Fortunately for us, despite all the pain and struggle of our son's then undiagnosed gastrointestinal issue, he loved meeting new people and perked right up when the nurse practitioner came in and introduced herself. She was young and blonde- serious looking but friendly- her hair pulled back in a tight ponytail. As she listened to our son's heart and looked into his ears, my wife went over his entire medical history, mentioning that he still didn't sleep the night, that his belly was distended, that his bowel movements were few and far between, and that he had started crawling into our bed at one, two, three in the morning to scratch and claw at our faces. The nurse practitioner nodded and made notes. Through with the exam, our son was released to the floor and continued getting into things - and I continued chasing him around and redirecting him.
It was hard for me to hear what was being said between my wife and the nurse practitioner, but my ears perked up when I heard the nurse practitioner say, "I obviously can't diagnose him with this, but from just watching him these last five minutes, I can tell you: that's autism. There's not much we can do."
"It's five o'clock," I said.
The nurse practitioner glanced at me.
"He's acting like this because he's hungry," I said. And my wife said, "We still want to have those tests run."
The nurse practitioner crossed her arms over her clipboard and held the clipboard to her chest and let out a sigh, gave us a pitying look. "You can spend your whole life doing tests," she said.
"It's no way to live."
And I don't know where it came from - the deep wellspring of my anger, or all the love I felt for our little boy who was sick, or some third place comprised of both of those things and more - but I said, "No," and I looked the nurse practitioner square in the eye. "How we're living right now is no way to live."
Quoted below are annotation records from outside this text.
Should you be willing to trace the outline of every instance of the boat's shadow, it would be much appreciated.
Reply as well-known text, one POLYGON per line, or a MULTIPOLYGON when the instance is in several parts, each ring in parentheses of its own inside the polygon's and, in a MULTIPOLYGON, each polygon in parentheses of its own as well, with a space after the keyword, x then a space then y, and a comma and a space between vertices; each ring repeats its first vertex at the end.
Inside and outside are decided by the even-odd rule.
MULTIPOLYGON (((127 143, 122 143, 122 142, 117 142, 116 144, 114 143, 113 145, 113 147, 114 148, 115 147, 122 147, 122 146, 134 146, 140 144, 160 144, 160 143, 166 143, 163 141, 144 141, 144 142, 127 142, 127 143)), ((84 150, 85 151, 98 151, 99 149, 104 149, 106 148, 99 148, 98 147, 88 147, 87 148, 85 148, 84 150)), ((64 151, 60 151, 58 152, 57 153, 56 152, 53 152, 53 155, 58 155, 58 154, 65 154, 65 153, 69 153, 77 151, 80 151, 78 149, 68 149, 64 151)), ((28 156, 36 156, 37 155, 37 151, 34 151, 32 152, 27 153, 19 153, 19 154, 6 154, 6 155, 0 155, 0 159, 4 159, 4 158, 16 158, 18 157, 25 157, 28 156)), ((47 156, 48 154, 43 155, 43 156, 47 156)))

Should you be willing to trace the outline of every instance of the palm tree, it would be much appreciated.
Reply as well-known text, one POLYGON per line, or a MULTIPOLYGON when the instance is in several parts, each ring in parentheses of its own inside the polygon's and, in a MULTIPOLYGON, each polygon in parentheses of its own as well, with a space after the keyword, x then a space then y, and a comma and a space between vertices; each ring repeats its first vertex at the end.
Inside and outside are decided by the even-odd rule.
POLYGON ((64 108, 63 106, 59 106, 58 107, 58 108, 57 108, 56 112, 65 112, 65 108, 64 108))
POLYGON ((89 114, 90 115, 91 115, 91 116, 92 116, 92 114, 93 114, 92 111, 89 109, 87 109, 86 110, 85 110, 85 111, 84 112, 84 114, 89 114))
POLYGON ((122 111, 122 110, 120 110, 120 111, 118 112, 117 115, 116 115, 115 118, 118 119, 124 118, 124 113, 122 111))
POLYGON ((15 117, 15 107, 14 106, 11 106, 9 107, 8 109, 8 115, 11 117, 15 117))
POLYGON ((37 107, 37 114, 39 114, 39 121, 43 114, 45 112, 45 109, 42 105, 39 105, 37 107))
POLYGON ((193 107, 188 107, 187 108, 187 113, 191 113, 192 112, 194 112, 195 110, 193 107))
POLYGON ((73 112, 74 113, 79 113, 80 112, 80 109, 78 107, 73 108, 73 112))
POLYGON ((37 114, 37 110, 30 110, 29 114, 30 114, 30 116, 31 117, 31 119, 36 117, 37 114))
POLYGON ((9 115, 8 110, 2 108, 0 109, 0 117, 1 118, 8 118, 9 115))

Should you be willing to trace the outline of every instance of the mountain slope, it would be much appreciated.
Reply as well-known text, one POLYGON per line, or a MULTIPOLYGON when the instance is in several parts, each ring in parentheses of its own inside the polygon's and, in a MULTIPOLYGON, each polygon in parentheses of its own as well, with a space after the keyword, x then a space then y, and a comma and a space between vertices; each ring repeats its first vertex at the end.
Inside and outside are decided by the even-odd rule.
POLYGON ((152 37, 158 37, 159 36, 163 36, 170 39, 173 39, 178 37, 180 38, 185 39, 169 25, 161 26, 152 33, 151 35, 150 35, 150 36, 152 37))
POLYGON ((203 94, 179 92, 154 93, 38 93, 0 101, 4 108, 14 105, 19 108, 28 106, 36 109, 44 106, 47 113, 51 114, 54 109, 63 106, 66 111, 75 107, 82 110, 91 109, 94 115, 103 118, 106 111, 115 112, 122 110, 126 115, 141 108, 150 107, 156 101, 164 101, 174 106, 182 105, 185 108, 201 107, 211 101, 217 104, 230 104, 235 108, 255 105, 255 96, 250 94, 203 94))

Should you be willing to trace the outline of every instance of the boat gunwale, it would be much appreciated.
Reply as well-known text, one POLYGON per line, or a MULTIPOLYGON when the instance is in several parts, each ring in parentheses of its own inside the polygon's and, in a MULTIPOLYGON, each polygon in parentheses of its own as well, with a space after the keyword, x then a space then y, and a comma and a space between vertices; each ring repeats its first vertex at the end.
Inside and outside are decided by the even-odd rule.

Two years of suffering, silence, confusion, doubt, guilt, denial and rage all laid bare and exposed by what was probably, in hindsight, the truest sentence I had ever uttered. Not that it made much of an impression on the nurse practitioner. In the end, she refused to order the tests. But what did it matter? There were plenty of other doctors in the world and we'd keep looking until we found the right one. No, what mattered in that moment- for me, and maybe my wife and son - was that I'd found my voice.